A reação a esse Estado de exceção que se instalou com o golpe
civil-militar de 1964 que derrubou o governo democrático de João Goulart, gerou
centenas de mártires que ousaram desafiar esse Sistema de exceção, esse Estado
de Segurança Nacional com órgãos de repressão disseminados na Marinha
(CENIMAR), no Exército e na Aeronáutica, sendo que o Exército se notabilizava
pelos IPMS (inquéritos policiais militares) acompanhados de tortura nas
dependências dos DOI CODI, DOPS e Operação Bandeirante (pelo menos em São
Paulo) se desdobrando também pelas prisões que abrigavam prisioneiros políticos
Brasil afora. Os inquéritos acompanhados de torturas acabavam em mortes e
desaparecimentos dos que militavam contra a ditadura.
São vários os depoimentos que acusam o Estado de Segurança
Nacional estabelecido entre 1964 e 1985 como protagonista de crimes de lesa
humanidade, portanto imprescritíveis. Hoje com as Comissões da Verdade em nível
federal, estadual e municipal e os depoimentos de sobreviventes ou familiares
de mortos e desaparecidos políticos desse período pode-se perceber o clima de
terror a que era submetida a população brasileira que não aceitava o domínio do
grande capital nacional e internacional aliado às Forças Armadas de forma
autoritária, declarando vaga a Presidência da República com o presidente João
Goulart em território nacional, fechando o Congresso, proibindo eleições,
reprimindo as manifestações políticas, sociais, estudantis, operárias,
camponesas e culturais. Deve-se frisar que o fechamento total se deu com o Ato
Institucional número 5 (13 de dezembro de 1968).
Ocorre que os assassinatos, sequestros, sevícias, delitos,
tortura as mais cruéis praticados por esse Estado de exceção com respaldo dos
EUA foram praticamente perdoados pela Lei de Anistia de 1979 (Lei 6.683 de 28
de agosto de 1979).
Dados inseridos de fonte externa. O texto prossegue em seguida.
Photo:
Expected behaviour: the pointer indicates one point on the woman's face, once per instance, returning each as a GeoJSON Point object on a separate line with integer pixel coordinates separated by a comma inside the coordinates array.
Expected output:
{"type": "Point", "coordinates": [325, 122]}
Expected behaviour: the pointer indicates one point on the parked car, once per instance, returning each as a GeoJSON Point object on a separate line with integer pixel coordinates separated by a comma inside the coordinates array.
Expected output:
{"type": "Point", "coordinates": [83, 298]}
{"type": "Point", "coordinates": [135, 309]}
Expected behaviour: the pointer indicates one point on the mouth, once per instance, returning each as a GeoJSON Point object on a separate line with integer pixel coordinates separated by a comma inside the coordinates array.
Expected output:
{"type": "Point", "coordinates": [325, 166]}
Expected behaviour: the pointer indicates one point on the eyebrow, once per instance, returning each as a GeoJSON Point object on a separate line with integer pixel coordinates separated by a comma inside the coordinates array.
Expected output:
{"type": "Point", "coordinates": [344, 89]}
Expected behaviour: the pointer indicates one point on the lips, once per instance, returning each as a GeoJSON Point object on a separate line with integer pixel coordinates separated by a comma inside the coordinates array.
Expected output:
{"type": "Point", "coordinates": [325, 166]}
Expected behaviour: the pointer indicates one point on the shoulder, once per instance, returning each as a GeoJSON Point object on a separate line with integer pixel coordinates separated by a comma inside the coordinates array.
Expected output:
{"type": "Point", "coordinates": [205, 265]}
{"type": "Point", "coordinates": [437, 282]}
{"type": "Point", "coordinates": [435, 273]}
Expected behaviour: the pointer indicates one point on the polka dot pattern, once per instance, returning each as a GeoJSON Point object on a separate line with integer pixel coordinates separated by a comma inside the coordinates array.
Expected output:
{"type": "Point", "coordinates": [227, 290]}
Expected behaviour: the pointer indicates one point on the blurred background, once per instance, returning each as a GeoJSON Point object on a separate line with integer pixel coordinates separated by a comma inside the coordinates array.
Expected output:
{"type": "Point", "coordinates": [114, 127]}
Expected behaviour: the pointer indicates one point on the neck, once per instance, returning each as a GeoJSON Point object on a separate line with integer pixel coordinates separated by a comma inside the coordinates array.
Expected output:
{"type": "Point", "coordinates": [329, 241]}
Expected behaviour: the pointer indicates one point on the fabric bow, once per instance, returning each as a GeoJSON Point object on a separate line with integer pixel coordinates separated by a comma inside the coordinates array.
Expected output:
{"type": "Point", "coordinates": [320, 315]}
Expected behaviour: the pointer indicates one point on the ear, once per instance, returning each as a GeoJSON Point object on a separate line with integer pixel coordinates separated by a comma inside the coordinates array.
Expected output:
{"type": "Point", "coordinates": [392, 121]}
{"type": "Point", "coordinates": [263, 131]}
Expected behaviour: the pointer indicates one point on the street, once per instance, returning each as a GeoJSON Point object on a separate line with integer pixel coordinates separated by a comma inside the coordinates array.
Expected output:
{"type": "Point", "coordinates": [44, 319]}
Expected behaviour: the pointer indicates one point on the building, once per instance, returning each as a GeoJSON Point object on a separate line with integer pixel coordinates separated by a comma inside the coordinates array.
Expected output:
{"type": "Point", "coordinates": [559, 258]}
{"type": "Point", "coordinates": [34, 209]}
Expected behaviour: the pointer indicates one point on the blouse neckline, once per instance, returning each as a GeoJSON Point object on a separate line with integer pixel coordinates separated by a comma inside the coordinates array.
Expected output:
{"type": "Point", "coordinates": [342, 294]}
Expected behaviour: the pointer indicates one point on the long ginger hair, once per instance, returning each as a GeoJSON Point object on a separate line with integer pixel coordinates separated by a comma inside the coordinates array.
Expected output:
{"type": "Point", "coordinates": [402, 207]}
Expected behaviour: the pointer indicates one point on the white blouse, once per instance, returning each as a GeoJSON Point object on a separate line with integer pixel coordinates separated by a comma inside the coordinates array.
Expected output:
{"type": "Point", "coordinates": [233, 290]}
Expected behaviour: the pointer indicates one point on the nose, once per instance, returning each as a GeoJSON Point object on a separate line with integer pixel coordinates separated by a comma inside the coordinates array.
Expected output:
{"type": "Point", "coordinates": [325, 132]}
Ou seja, os torturadores foram anistiados enquanto os
presos políticos (a maioria) por estarem envolvidos em situações consideradas
criminosas porque eram considerados “subversivos” e serem acusados por “crimes
de sangue” e ataques ao patrimônio público ou privado, ou qualquer atividade
que denotasse resistência ao Estado de Segurança Nacional imposto não foram
anistiados. Na década de 1980 a “abertura lenta gradual e segura” aliada à
crise econômica e política do sistema de exceção brasileiro acaba por
viabilizar a diminuição dos presos políticos no país e/ou a sua saída das
prisões.
De qualquer forma os torturadores foram anistiados, com seus
cargos na Polícia Civil, Militar, Marinha e Aeronáutica e a Doutrina de
Segurança Nacional ainda é referência nas escolas militares nas quais o MEC não
tem ingerência. Assim sendo, toda a violência ocorrida nos órgãos de repressão,
com a sistemática utilização de tortura e seus instrumentos (pau-de-arara,
cadeira do dragão, afogamentos, etc.) ainda fazem parte do cotidiano da
população carcerária. Os militares das Forças Armadas e a Polícia Civil foram anistiados
dos crimes da ditadura e ainda fazem escola, razão pela qual a violência
campeia no país e Amarildos são desaparecidos, mulheres são alvo de balas
perdidas e arrastadas pelas viaturas policiais, assim como cotidianos massacres
em favelas ou periferias das grandes
cidades do país vitimam jovens sistematicamente. O grande legado da ditadura
civil militar é esse: criminosos facínoras soltos, que torturaram, mataram
sequestraram, seviciaram continuaram na carreira militar e formaram gerações de
torturadores em plena gestão.
Enquanto isso, os presos políticos que sobreviveram às mais
sórdidas e sádicas torturas e que foram soltos com o declínio da ditadura estão
aí como documentos vivos, maculados, marcados, estigmatizados para sempre com os
sinais físicos e psicológicos dessas atitudes dos psicopatas de plantão que reprimiram
violentamente a população brasileira que ousava reagir a uma ditadura
civil-militar que proibia qualquer participação popular assim com a perspectiva
de um desenvolvimento econômico com inclusão social e formação de um mercado
interno e popular, uma educação de qualidade, uma cultura livre e criativa, e a
possibilidade da autonomia de sindicatos e organizações estudantis, operárias e
camponesas.
As Reformas de Base propostas pelo governo João Goulart que
não tinham nada de socialista, mas de uma construção de um país livre e
soberano efetivada por todos os países capitalistas centrais sob a bandeira de
revoluções burguesas foram abandonadas e destruídas pelos civis e militares que
tomaram o poder em 1964 gerando um retrocesso enorme ao país. As reformas
estruturais do governo democrático de Jango como a Reforma Agrária (para evitar
êxodo rural e inchamento das cidades), Reforma Urbana, Reforma Educacional e
Universitária, Reforma Tributária (imposto progressivo),etc. estão ainda por
serem viabilizadas porque sem elas é impossível o país se desenvolver.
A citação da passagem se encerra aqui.